The 1971 income tax increase reversed a decades-long strong growth trend
and left Arkansas with the highest income tax rate among bordering states
(Mississippi, Missouri, Louisiana, Oklahoma, Tennessee and Texas).
Income Stagnation: The 1930s
One has to turn to the 1930s-the decade of the Great Depression-to find
weaker income growth than in recent years.
Arkansas per capita personal income was 44 percent of the U.S. in 1929,
the first year data was compiled in the BEA time series. The Great Depression
started that year, and by the time it ended in 1933 Arkansas per capita
income had fallen to 41 percent of the U.S. By decade's end (1939) it
had returned to 44 percent.
Growth Decades: The 1940s, 1950s & 1960s
Arkansas per capita income increased as a percentage of the U.S. in the
next three decades.
In 1941, at the onset of World War II, Arkansas per capita income was
47 percent of the U.S. It was 59 percent at war's end in 1945 and again
in 1949. It was 56 percent in 1950, 62 percent a decade later in 1960,
and 68 percent in 1969. If this growth rate had continued Arkansas would
have exceeded 100 percent of the U.S. average in the current decade (2000-2009).
To summarize, Arkansas per capita income increased from 44 to 71 percent
of the U.S. total between 1939 and 1971.
Anemic Income Growth (1971-2005)
The trend in recent decades is anemic growth in Arkansas per capita personal
income. Fiscal policy changes effect economic behavior with a time lag.

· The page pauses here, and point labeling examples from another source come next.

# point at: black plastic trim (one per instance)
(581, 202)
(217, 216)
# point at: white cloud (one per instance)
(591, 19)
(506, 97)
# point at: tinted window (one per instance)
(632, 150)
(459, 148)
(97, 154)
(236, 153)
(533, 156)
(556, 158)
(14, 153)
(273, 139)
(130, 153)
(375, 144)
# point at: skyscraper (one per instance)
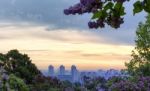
(62, 70)
(74, 73)
(51, 71)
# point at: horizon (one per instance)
(51, 38)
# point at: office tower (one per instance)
(62, 70)
(74, 73)
(51, 71)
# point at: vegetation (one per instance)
(18, 73)
(140, 63)
(110, 12)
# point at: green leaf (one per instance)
(108, 6)
(119, 9)
(99, 14)
(137, 7)
(147, 7)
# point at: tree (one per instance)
(20, 65)
(110, 12)
(140, 62)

Arkansas per capita income was 71 percent of the U.S. in 1971 and 76 percent
in 1973. Income growth stagnated for the rest of the decade, reaching
77 percent of the U.S. in 1979. It fell to 75 percent in 1989, and was
76 percent in 1999. Today, Arkansas per capita income, at 77.7 percent
of the U.S., is barely above its high point of the 1970s.
- Greg Kaza
1 Gov. Bumpers' originally proposed increasing the
top income tax rate from five to nine percent (Arkansas Gazette, March
1 and 4, 1971). The measure fell short of votes in the General Assembly,
forcing a compromise that still left Arkansas with the highest top income
tax rate (7 percent) among its six neighboring states.